According to the organization, a huge amount of about GHC 16.4 million was spent on allowances of members each time their term of office expired with the President.

“In four years when their term of office expires with the President, they would have earned GHC 16,422. What ILAPI is asking is that after spending all these gargantuan money on them, what do we as a country get in return”, it stressed.

They questioned why members of the Council of State should be paid like Article 71 office holders, since they were required by the constitution to meet at least four times a year.

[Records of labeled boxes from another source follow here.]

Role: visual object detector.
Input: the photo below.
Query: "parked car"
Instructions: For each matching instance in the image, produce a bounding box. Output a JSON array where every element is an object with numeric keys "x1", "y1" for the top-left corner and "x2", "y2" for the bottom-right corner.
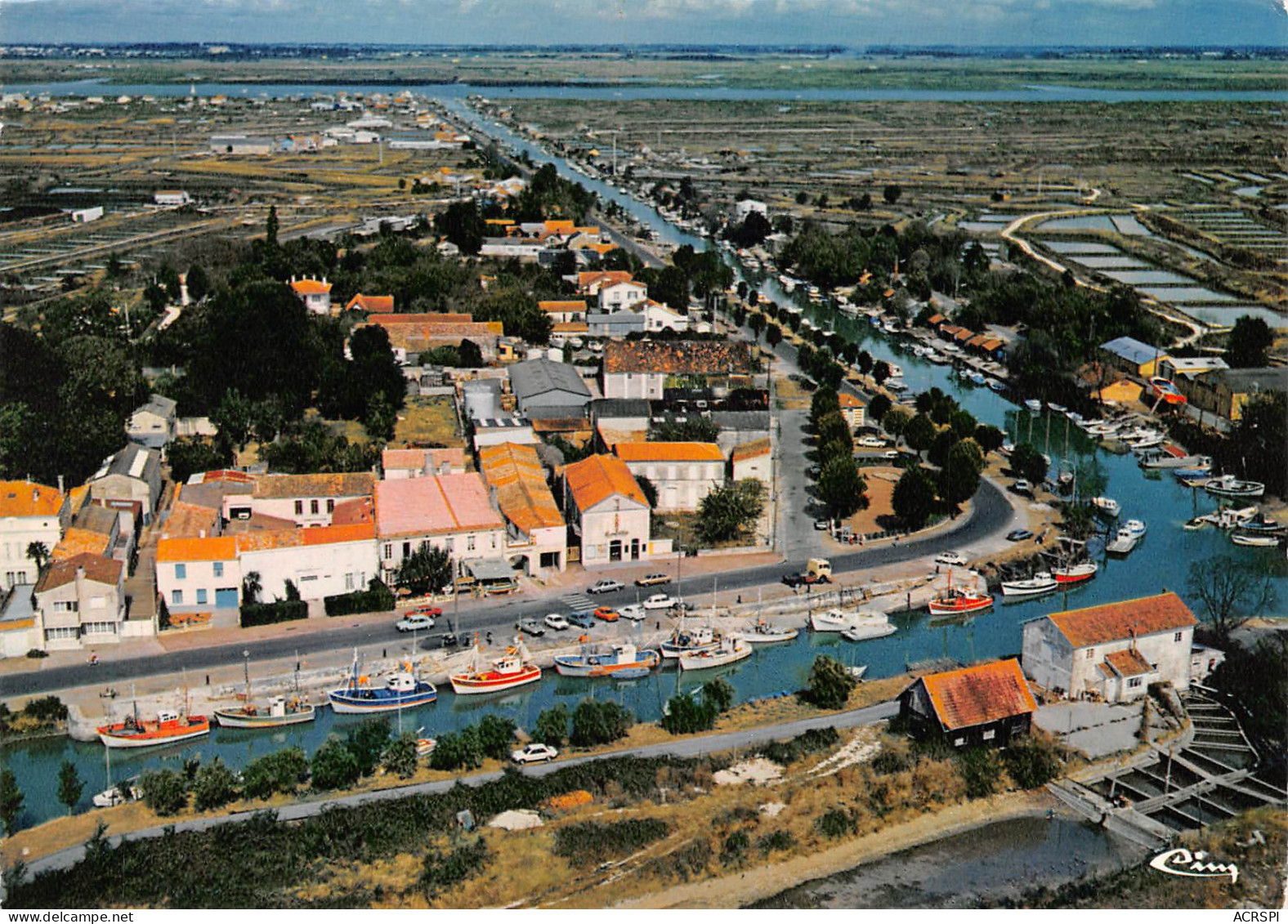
[
  {"x1": 644, "y1": 593, "x2": 679, "y2": 610},
  {"x1": 617, "y1": 604, "x2": 648, "y2": 623},
  {"x1": 510, "y1": 741, "x2": 559, "y2": 763},
  {"x1": 394, "y1": 613, "x2": 434, "y2": 632}
]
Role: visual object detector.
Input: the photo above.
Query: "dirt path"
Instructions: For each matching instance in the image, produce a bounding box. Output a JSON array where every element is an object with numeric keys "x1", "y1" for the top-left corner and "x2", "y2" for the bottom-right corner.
[{"x1": 621, "y1": 790, "x2": 1053, "y2": 908}]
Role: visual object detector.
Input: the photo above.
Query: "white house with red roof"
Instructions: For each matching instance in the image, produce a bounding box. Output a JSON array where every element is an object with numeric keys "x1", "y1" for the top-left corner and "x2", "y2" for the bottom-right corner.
[
  {"x1": 376, "y1": 472, "x2": 505, "y2": 580},
  {"x1": 1022, "y1": 593, "x2": 1198, "y2": 703}
]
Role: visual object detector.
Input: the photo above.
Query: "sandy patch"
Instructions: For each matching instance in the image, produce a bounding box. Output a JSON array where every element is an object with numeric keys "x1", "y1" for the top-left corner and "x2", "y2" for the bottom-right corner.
[
  {"x1": 487, "y1": 808, "x2": 545, "y2": 832},
  {"x1": 711, "y1": 757, "x2": 783, "y2": 786},
  {"x1": 809, "y1": 729, "x2": 881, "y2": 779}
]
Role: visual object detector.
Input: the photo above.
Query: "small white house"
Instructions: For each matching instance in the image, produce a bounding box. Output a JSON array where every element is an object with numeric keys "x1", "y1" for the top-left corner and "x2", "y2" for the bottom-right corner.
[{"x1": 1022, "y1": 593, "x2": 1198, "y2": 703}]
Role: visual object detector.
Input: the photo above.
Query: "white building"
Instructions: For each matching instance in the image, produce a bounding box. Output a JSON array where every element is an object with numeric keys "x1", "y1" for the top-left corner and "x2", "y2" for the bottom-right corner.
[
  {"x1": 613, "y1": 443, "x2": 725, "y2": 512},
  {"x1": 0, "y1": 481, "x2": 71, "y2": 591},
  {"x1": 1022, "y1": 593, "x2": 1198, "y2": 703},
  {"x1": 599, "y1": 279, "x2": 648, "y2": 313},
  {"x1": 563, "y1": 456, "x2": 654, "y2": 565}
]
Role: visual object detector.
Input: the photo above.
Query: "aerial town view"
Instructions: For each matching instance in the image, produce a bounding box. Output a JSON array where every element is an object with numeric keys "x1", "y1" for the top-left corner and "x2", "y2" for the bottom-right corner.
[{"x1": 0, "y1": 0, "x2": 1288, "y2": 922}]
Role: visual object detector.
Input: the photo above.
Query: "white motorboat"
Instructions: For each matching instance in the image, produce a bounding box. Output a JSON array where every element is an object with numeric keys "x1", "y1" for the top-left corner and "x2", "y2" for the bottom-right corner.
[
  {"x1": 680, "y1": 636, "x2": 752, "y2": 671},
  {"x1": 1002, "y1": 571, "x2": 1060, "y2": 597}
]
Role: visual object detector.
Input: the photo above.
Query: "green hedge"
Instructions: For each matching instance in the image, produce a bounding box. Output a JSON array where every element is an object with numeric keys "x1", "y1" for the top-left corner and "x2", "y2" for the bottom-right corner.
[
  {"x1": 242, "y1": 600, "x2": 309, "y2": 629},
  {"x1": 322, "y1": 579, "x2": 394, "y2": 617}
]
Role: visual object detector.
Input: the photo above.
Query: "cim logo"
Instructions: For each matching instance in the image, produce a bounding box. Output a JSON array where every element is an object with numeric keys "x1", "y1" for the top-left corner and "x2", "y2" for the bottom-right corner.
[{"x1": 1149, "y1": 846, "x2": 1239, "y2": 886}]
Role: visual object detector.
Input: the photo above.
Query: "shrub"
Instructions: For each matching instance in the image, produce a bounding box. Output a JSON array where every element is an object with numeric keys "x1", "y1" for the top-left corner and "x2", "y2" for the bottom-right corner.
[
  {"x1": 420, "y1": 837, "x2": 490, "y2": 898},
  {"x1": 322, "y1": 578, "x2": 394, "y2": 617},
  {"x1": 139, "y1": 770, "x2": 188, "y2": 816},
  {"x1": 756, "y1": 830, "x2": 796, "y2": 855},
  {"x1": 803, "y1": 655, "x2": 858, "y2": 709},
  {"x1": 385, "y1": 731, "x2": 418, "y2": 780},
  {"x1": 478, "y1": 714, "x2": 514, "y2": 761},
  {"x1": 192, "y1": 757, "x2": 237, "y2": 812},
  {"x1": 554, "y1": 819, "x2": 671, "y2": 864},
  {"x1": 311, "y1": 736, "x2": 362, "y2": 789},
  {"x1": 568, "y1": 699, "x2": 635, "y2": 748},
  {"x1": 760, "y1": 727, "x2": 841, "y2": 767},
  {"x1": 429, "y1": 725, "x2": 483, "y2": 770},
  {"x1": 344, "y1": 718, "x2": 389, "y2": 776},
  {"x1": 1002, "y1": 740, "x2": 1060, "y2": 789},
  {"x1": 242, "y1": 748, "x2": 309, "y2": 799},
  {"x1": 532, "y1": 703, "x2": 570, "y2": 748},
  {"x1": 957, "y1": 748, "x2": 1002, "y2": 799},
  {"x1": 241, "y1": 600, "x2": 309, "y2": 628},
  {"x1": 818, "y1": 808, "x2": 855, "y2": 841}
]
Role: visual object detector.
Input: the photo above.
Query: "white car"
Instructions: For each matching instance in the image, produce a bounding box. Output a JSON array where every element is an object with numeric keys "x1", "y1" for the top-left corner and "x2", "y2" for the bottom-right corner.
[
  {"x1": 644, "y1": 593, "x2": 679, "y2": 610},
  {"x1": 510, "y1": 741, "x2": 559, "y2": 763}
]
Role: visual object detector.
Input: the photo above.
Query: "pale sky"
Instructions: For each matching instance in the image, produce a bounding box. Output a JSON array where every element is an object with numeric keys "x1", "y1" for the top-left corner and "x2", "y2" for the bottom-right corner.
[{"x1": 0, "y1": 0, "x2": 1288, "y2": 47}]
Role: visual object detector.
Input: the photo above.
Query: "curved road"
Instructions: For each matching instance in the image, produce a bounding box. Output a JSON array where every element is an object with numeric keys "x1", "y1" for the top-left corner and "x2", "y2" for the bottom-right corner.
[
  {"x1": 0, "y1": 480, "x2": 1011, "y2": 696},
  {"x1": 15, "y1": 700, "x2": 899, "y2": 875}
]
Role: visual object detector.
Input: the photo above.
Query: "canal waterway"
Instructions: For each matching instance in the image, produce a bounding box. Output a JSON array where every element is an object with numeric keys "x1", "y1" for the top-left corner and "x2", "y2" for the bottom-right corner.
[
  {"x1": 0, "y1": 85, "x2": 1288, "y2": 824},
  {"x1": 751, "y1": 817, "x2": 1147, "y2": 908}
]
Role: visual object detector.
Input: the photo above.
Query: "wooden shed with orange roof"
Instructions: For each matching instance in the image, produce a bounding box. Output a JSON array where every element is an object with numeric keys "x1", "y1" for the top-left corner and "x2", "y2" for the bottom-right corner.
[{"x1": 899, "y1": 658, "x2": 1038, "y2": 748}]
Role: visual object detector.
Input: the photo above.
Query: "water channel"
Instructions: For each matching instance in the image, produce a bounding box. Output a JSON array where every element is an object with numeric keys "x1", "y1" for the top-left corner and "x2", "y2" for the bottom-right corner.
[{"x1": 0, "y1": 85, "x2": 1288, "y2": 825}]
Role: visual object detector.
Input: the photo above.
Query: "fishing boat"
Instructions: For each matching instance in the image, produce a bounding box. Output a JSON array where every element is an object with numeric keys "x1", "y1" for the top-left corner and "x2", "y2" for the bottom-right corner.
[
  {"x1": 555, "y1": 636, "x2": 662, "y2": 677},
  {"x1": 327, "y1": 651, "x2": 438, "y2": 716},
  {"x1": 1230, "y1": 533, "x2": 1279, "y2": 548},
  {"x1": 215, "y1": 696, "x2": 317, "y2": 729},
  {"x1": 742, "y1": 620, "x2": 800, "y2": 645},
  {"x1": 680, "y1": 636, "x2": 752, "y2": 671},
  {"x1": 1203, "y1": 475, "x2": 1266, "y2": 497},
  {"x1": 96, "y1": 705, "x2": 210, "y2": 748},
  {"x1": 658, "y1": 624, "x2": 720, "y2": 659},
  {"x1": 1002, "y1": 571, "x2": 1060, "y2": 597},
  {"x1": 926, "y1": 586, "x2": 993, "y2": 617},
  {"x1": 1091, "y1": 497, "x2": 1122, "y2": 519},
  {"x1": 1051, "y1": 561, "x2": 1100, "y2": 584},
  {"x1": 449, "y1": 638, "x2": 541, "y2": 696},
  {"x1": 841, "y1": 613, "x2": 897, "y2": 642}
]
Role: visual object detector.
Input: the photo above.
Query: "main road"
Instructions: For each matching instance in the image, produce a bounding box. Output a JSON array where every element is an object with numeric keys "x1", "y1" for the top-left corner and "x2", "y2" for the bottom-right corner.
[{"x1": 0, "y1": 480, "x2": 1011, "y2": 698}]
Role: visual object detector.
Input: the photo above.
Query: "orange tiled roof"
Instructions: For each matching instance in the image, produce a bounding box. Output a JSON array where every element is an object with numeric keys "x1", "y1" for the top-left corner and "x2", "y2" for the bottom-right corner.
[
  {"x1": 0, "y1": 481, "x2": 63, "y2": 517},
  {"x1": 729, "y1": 436, "x2": 773, "y2": 462},
  {"x1": 36, "y1": 552, "x2": 123, "y2": 593},
  {"x1": 344, "y1": 292, "x2": 394, "y2": 313},
  {"x1": 49, "y1": 526, "x2": 111, "y2": 561},
  {"x1": 290, "y1": 279, "x2": 331, "y2": 295},
  {"x1": 1105, "y1": 649, "x2": 1154, "y2": 677},
  {"x1": 1047, "y1": 592, "x2": 1198, "y2": 649},
  {"x1": 479, "y1": 443, "x2": 564, "y2": 534},
  {"x1": 919, "y1": 658, "x2": 1038, "y2": 731},
  {"x1": 564, "y1": 456, "x2": 648, "y2": 511},
  {"x1": 613, "y1": 443, "x2": 724, "y2": 462}
]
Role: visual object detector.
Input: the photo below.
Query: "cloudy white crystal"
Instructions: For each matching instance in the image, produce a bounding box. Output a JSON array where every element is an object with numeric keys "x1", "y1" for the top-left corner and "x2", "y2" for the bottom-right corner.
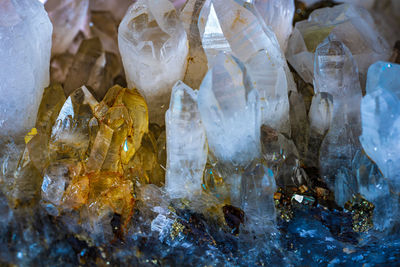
[
  {"x1": 165, "y1": 81, "x2": 208, "y2": 198},
  {"x1": 198, "y1": 53, "x2": 261, "y2": 165},
  {"x1": 0, "y1": 0, "x2": 52, "y2": 141},
  {"x1": 286, "y1": 4, "x2": 391, "y2": 84},
  {"x1": 118, "y1": 0, "x2": 188, "y2": 124}
]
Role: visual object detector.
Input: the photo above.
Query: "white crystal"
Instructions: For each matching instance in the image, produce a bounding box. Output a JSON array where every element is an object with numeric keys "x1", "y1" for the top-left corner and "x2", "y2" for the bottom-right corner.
[
  {"x1": 286, "y1": 4, "x2": 391, "y2": 84},
  {"x1": 118, "y1": 0, "x2": 188, "y2": 124},
  {"x1": 199, "y1": 0, "x2": 296, "y2": 134},
  {"x1": 243, "y1": 0, "x2": 295, "y2": 51},
  {"x1": 0, "y1": 0, "x2": 52, "y2": 140},
  {"x1": 198, "y1": 53, "x2": 261, "y2": 165},
  {"x1": 360, "y1": 62, "x2": 400, "y2": 192},
  {"x1": 314, "y1": 40, "x2": 362, "y2": 191},
  {"x1": 165, "y1": 81, "x2": 208, "y2": 198},
  {"x1": 46, "y1": 0, "x2": 89, "y2": 54}
]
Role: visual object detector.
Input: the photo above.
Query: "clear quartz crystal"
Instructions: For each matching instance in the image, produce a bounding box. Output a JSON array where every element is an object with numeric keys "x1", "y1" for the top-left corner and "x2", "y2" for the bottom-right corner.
[
  {"x1": 314, "y1": 40, "x2": 362, "y2": 193},
  {"x1": 241, "y1": 0, "x2": 295, "y2": 51},
  {"x1": 0, "y1": 0, "x2": 52, "y2": 141},
  {"x1": 118, "y1": 0, "x2": 188, "y2": 124},
  {"x1": 198, "y1": 52, "x2": 261, "y2": 165},
  {"x1": 360, "y1": 62, "x2": 400, "y2": 192},
  {"x1": 165, "y1": 81, "x2": 208, "y2": 198},
  {"x1": 286, "y1": 4, "x2": 391, "y2": 87},
  {"x1": 45, "y1": 0, "x2": 89, "y2": 54},
  {"x1": 198, "y1": 0, "x2": 296, "y2": 134}
]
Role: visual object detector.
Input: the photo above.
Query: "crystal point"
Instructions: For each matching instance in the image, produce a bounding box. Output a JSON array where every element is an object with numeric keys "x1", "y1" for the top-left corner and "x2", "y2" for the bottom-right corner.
[
  {"x1": 118, "y1": 0, "x2": 188, "y2": 124},
  {"x1": 0, "y1": 0, "x2": 52, "y2": 140},
  {"x1": 165, "y1": 81, "x2": 207, "y2": 198}
]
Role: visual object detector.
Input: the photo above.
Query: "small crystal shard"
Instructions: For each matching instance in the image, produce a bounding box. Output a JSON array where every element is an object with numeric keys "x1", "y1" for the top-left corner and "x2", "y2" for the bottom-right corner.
[
  {"x1": 360, "y1": 62, "x2": 400, "y2": 192},
  {"x1": 45, "y1": 0, "x2": 89, "y2": 54},
  {"x1": 286, "y1": 4, "x2": 391, "y2": 84},
  {"x1": 165, "y1": 81, "x2": 207, "y2": 198},
  {"x1": 118, "y1": 0, "x2": 188, "y2": 124},
  {"x1": 0, "y1": 0, "x2": 52, "y2": 140},
  {"x1": 314, "y1": 41, "x2": 362, "y2": 191},
  {"x1": 198, "y1": 53, "x2": 261, "y2": 164}
]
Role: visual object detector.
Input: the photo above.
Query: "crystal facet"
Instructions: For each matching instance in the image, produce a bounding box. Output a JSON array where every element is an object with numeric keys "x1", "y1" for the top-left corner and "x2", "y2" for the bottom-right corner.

Mr Kwofie noted that even though 10 of the members of the Council of State were voted for, the rest who were appointees of the President were mostly members of the ruling party who did not account to the people but rather favour the one who appointed them.

The statement also indicated that deliberations of the Council of State were not open to the public as the media were not allowed to into their meetings, adding that their advice was not binding on the President or Parliament.

ILAPI therefore called on incoming President Nana Addo Dankwa Akufo-Addo and Parliament to decrease the number of members of the Council of State to save the state a lot of resources that could be channelled into other developmental ventures.